O mundo enfrenta há mais de um ano os desafios trazidos pela pandemia do Coronavírus. Milhões de pessoas perderam seus parentes, amigos, filhos e companheiros de uma forma súbita, sem direito sequer à última despedida.
A infecção exige isolamento, seja domiciliar ou hospitalar, o que significa que o paciente acometido pela doença será isolado da sua família, sem direito a visita durante o período de transmissão da doença.
A realidade é a mesma, e até mais rígida, para pacientes que estão em ambiente hospitalar. Nessa situação a família recebe diariamente boletins médicos de forma presencial ou por telefone sobre a condição do seu familiar, entretanto, o acesso pessoal ao paciente é restrito.
Ao mesmo tempo, a tecnologia e os recursos virtuais tomaram conta da sociedade, e proporcionaram a transformação de diversos aspectos na vida social e econômica. Essa transformação afetou diretamente a realidade dos hospitais, ao passo que questionamentos quanto à possibilidade/regularidade de visitas virtuais – as videochamadas – aos pacientes internados fossem permitidas e viabilizadas nos serviços de saúde, especialmente para doenças infectocontagiosas, como é o caso da Covid-19.
Uma solução que à primeira vista parece simples, mas que trouxe questionamentos do ponto de vista legal, ético, regulatório e de gestão.
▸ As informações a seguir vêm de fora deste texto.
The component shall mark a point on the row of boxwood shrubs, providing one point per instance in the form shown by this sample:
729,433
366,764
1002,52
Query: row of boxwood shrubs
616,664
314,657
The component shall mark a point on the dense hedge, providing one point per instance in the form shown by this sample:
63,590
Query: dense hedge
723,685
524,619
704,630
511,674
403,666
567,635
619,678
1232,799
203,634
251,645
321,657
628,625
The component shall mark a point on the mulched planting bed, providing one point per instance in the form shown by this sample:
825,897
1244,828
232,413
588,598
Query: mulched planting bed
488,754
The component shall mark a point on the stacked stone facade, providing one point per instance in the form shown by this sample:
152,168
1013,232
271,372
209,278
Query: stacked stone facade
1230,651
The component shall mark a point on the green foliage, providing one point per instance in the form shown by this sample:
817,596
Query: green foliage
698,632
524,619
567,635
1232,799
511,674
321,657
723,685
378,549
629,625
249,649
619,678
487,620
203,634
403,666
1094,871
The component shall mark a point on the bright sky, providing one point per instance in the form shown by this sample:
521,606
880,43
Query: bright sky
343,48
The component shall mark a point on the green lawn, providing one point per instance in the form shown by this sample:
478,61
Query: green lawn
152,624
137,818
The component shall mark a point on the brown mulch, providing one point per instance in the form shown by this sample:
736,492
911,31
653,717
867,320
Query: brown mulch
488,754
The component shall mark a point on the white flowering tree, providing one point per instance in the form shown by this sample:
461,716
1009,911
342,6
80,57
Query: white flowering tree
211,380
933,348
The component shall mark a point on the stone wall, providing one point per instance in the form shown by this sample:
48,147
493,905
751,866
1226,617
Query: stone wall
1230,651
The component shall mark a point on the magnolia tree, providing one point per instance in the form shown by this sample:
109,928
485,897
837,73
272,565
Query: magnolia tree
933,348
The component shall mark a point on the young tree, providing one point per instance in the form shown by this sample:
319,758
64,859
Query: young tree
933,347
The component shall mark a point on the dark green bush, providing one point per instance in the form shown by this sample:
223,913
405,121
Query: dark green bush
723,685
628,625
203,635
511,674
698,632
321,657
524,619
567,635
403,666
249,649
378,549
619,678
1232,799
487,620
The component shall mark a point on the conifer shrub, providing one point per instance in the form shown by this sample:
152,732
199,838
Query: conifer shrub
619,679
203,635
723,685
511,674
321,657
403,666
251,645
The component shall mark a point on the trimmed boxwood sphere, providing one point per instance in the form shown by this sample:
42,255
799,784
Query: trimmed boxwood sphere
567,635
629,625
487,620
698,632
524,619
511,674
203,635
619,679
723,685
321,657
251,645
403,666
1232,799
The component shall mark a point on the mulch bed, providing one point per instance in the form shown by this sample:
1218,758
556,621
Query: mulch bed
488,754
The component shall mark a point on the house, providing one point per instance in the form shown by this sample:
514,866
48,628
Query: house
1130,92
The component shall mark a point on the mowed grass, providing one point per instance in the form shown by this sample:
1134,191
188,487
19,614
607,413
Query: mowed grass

Os Conselhos de Medicina, a exemplo do CREMESP (São Paulo/SP), através do Parecer de número 131045/2021 se posicionou quanto aos aspectos como privacidade, sigilo médico e confidencialidade da relação médico-paciente, recomendando a vedação de videochamadas em casos de pacientes sedados ou em coma, impossibilitados de conceder consentimento relacionado à transmissão de imagens.
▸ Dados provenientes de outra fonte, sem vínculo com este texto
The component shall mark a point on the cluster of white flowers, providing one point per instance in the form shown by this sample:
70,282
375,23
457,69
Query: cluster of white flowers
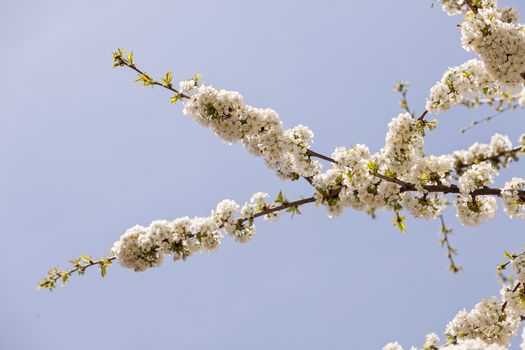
260,130
487,322
469,344
499,44
474,211
518,264
425,206
478,152
467,81
498,75
513,205
143,247
403,144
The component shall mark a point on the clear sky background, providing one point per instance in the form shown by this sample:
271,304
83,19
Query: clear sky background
85,154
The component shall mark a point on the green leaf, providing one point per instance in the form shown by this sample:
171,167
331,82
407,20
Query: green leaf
399,222
174,98
196,77
167,79
280,197
64,277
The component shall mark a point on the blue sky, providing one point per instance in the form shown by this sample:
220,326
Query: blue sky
87,154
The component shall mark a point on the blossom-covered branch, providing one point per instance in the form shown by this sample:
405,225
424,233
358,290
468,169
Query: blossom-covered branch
143,247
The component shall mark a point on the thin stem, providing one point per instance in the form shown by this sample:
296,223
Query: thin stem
49,282
124,62
493,158
422,116
451,251
408,187
486,119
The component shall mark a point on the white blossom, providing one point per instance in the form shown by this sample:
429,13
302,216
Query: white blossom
513,205
475,211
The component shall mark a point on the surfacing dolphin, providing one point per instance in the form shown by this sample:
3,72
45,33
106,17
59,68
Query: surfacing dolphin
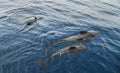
64,51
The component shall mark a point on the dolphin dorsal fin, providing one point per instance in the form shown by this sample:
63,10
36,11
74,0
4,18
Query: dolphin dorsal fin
72,48
83,32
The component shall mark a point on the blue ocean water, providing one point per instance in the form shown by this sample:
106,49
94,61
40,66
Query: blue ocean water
20,51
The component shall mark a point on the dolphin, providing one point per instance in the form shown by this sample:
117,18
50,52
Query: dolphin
83,35
30,22
64,51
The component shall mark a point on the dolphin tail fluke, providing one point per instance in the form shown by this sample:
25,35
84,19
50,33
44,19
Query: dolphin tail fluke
48,44
42,64
60,41
23,28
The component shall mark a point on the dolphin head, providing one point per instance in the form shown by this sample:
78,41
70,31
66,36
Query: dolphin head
35,19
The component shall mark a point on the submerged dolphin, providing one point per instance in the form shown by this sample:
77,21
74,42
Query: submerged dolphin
30,22
67,50
83,35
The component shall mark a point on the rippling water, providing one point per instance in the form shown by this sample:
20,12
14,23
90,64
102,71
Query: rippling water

Em abril deste ano, entretanto, o CREMESP publicou a Resolução 347/2021 reconhecendo que a videochamada, especialmente para pacientes isolados, é um “valioso instrumento” para a humanização dos atendimentos médicos. Sendo permitido, inclusive, para pacientes que perderam a capacidade de consentir durante a internação, desde que coletado o consentimento por representante previamente designado ou por diretivas antecipadas de vontade registradas em prontuário quando o paciente ainda tinha capacidade para consentir.
Houve, portanto, uma transformação na rotina dos serviços de saúde a fim de garantir o atendimento humanizado a milhões de brasileiros, o que também implica no respeito aos direitos do paciente. A garantia de contato, mesmo que a distância e por equipamentos tecnológicos, proporciona ao paciente segurança e apoio emocional que podem implicar diretamente no seu quadro de saúde.
Até então o tema estava sendo tratado na esfera ética dos conselhos de classe, o que não possuí força normativa para trazer a segurança jurídica que o tema requer. No final de junho desse ano, foi aprovado na Câmera dos Deputados o Projeto de Lei 2136/20 que dispõe sobre a visita virtual, por meio de videochamadas, entre familiares e pacientes internados em decorrência do novo Coronavírus (Covid-19).
O Projeto que agora aguarda apreciação do Senado Federal, traz a previsão legal que garante visitas virtuais entre familiares e pacientes internados com Covid-19. O Projeto, entretanto, não dispõe sobre aspectos como consentimento, o que ficará pendente de regulamentação pelo poder executivo.
De toda forma, os serviços de saúde passam por transformação em suas rotinas e exigem dos profissionais da saúde e da sociedade flexibilidade na implantação de novas medidas.
A pandemia trouxe muitas mudanças em todos os setores da vida, no aspecto legal, regulatório e assistencial. A legislação sobre o tema é de suma importância pois, demonstra o caminhar do direito em consonância com as necessidades sociais da população.
Muito embora a utilização das videochamadas já seja uma prática em muitas instituições de saúde, o marco legal, se aprovado, será uma medida significativa para que não restem dúvidas sobre a importância da preservação do direito de visita dos pacientes isolados e a necessidade, cada vez mais gritante, de atendimentos médicos humanizados.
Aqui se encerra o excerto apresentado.